Thursday 19 January 2012

English clubs go (salary) cap in hand as Euro campaigns falter

Bath Rugby have one last chance this weekend to ensure their European campaign ends with a bang rather than a kitten-like whimper. But whether or not they manage to beat Glasgow on Saturday, this season's campaign has seen Bath's value among the continent's big boys fall faster than the Euro.

If Bath were a European economy, they would have endured a triple dip recession in recent years. A new Heineken Cup campaign always heralds fresh positivity, but Bath have nosedived in each of the last three seasons.

Bath have won four Heineken Cup matches during those three campaigns, an embarrassing stat for former champs however you dress it up.

Two of those wins were against Italian whipping boys, with the other two coming at home against Edinburgh in 2009-10 and Montpellier this season.

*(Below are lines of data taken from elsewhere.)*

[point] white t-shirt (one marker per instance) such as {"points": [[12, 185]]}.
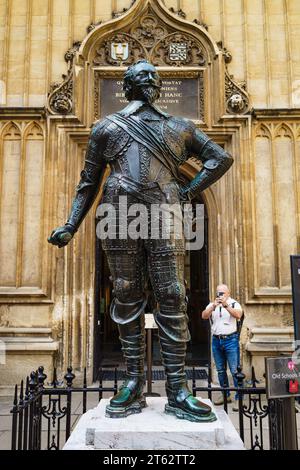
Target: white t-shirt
{"points": [[222, 323]]}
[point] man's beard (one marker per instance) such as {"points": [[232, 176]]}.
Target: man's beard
{"points": [[149, 93]]}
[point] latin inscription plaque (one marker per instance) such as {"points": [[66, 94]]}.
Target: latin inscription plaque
{"points": [[179, 97]]}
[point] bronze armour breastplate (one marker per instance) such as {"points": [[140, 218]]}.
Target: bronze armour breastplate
{"points": [[133, 159]]}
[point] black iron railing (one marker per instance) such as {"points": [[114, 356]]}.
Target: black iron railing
{"points": [[42, 412]]}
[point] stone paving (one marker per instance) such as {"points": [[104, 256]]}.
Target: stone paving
{"points": [[158, 387]]}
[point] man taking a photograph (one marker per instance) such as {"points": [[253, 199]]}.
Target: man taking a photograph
{"points": [[224, 314]]}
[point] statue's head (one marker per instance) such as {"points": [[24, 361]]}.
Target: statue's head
{"points": [[142, 82]]}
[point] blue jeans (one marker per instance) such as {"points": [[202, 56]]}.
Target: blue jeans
{"points": [[226, 351]]}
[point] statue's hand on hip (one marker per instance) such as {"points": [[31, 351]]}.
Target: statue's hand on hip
{"points": [[61, 236]]}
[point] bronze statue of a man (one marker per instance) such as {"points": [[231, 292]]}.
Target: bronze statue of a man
{"points": [[145, 147]]}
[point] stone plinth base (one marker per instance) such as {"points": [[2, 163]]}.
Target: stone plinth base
{"points": [[151, 430]]}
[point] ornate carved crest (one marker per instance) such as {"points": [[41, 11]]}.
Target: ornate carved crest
{"points": [[154, 40], [237, 100], [179, 49], [60, 98], [109, 52], [119, 51]]}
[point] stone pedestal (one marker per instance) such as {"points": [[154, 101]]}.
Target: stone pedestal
{"points": [[152, 430]]}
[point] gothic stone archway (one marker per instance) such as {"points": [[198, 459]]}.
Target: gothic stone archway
{"points": [[183, 52]]}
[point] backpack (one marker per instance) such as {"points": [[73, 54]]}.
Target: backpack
{"points": [[239, 323]]}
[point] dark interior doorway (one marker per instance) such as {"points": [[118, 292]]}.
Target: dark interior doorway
{"points": [[107, 350]]}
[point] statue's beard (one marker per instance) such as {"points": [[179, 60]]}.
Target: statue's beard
{"points": [[148, 93]]}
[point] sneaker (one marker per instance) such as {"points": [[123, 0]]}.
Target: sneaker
{"points": [[235, 406], [220, 401]]}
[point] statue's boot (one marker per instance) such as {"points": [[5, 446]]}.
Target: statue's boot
{"points": [[181, 401], [129, 398]]}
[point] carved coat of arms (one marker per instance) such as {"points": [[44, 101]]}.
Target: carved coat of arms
{"points": [[178, 51], [119, 50]]}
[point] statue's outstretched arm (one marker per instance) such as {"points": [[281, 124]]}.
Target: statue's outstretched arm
{"points": [[86, 191], [216, 161]]}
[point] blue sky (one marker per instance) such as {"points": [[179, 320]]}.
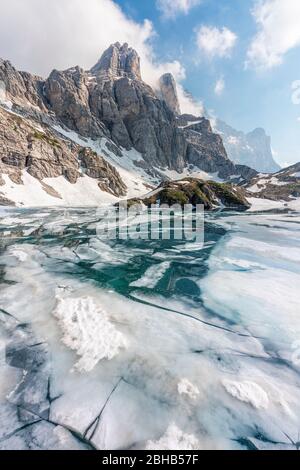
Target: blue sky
{"points": [[253, 96]]}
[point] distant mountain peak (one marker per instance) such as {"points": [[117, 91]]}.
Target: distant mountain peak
{"points": [[119, 60]]}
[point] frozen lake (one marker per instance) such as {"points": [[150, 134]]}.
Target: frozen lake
{"points": [[149, 344]]}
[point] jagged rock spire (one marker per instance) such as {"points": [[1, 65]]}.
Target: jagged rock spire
{"points": [[119, 61], [168, 91]]}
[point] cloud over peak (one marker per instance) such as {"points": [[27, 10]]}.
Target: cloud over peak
{"points": [[278, 32], [215, 42], [172, 8]]}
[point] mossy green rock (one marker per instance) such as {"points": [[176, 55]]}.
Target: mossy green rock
{"points": [[196, 191]]}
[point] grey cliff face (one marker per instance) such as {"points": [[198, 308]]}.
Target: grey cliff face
{"points": [[252, 149], [44, 154], [168, 92], [110, 101], [118, 61]]}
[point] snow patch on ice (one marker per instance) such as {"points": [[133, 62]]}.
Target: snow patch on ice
{"points": [[152, 276], [248, 392], [88, 331], [174, 439], [185, 387], [21, 255]]}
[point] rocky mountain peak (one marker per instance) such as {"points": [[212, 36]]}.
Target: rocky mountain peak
{"points": [[118, 61], [168, 91]]}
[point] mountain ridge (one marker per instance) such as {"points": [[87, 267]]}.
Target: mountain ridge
{"points": [[137, 130]]}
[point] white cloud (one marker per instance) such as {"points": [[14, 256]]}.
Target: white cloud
{"points": [[278, 32], [214, 42], [40, 35], [172, 8], [219, 86]]}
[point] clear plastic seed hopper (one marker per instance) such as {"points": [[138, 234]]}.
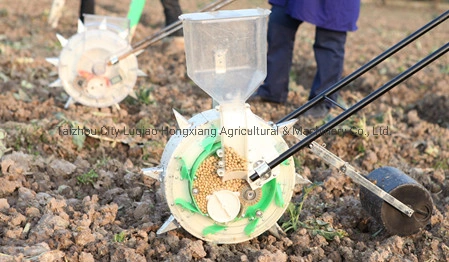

Neither of those last two victories was convincing.

Put another way, very few scalps have been claimed by a side with the self-professed goal of rubbing shoulders with the likes of Toulouse, Munster and Leinster.

But Bath are not the only side whose stock has plummeted on the European bourse. Investors in that traditionally defensive stock, Leicester Tigers, also have cause to feel jittery.

Tigers director of rugby Richard Cockerill partly blamed the salary cap for his side's woes after they were on the end of a beating in Ulster last Friday.

In Cockers' book, the cap prevents English sides from having sufficient depth to compete with those French and Irish sides which have greater wherewithal.

There is certainly something that separates Irish clubs and English clubs at the moment. For proof of that, just cast your eye over the tables.

Three Irish provinces sit at the top of their pools. And the only province that isn't, Connacht, came within a gnat's crotchet of beating Gloucester at Kingsholm, a location not exactly known for its warm welcome.

The cap will lose some of its potency as an excuse next season when it rises. A more compelling explanation for the Anglo-Irish divide, I think, is that the provinces don't have to worry about demotion from the relegation-free Pro12.

If English sides want a level playing field, the Premiership needs a fixed composition. Until then, the dice are unfairly loaded against them.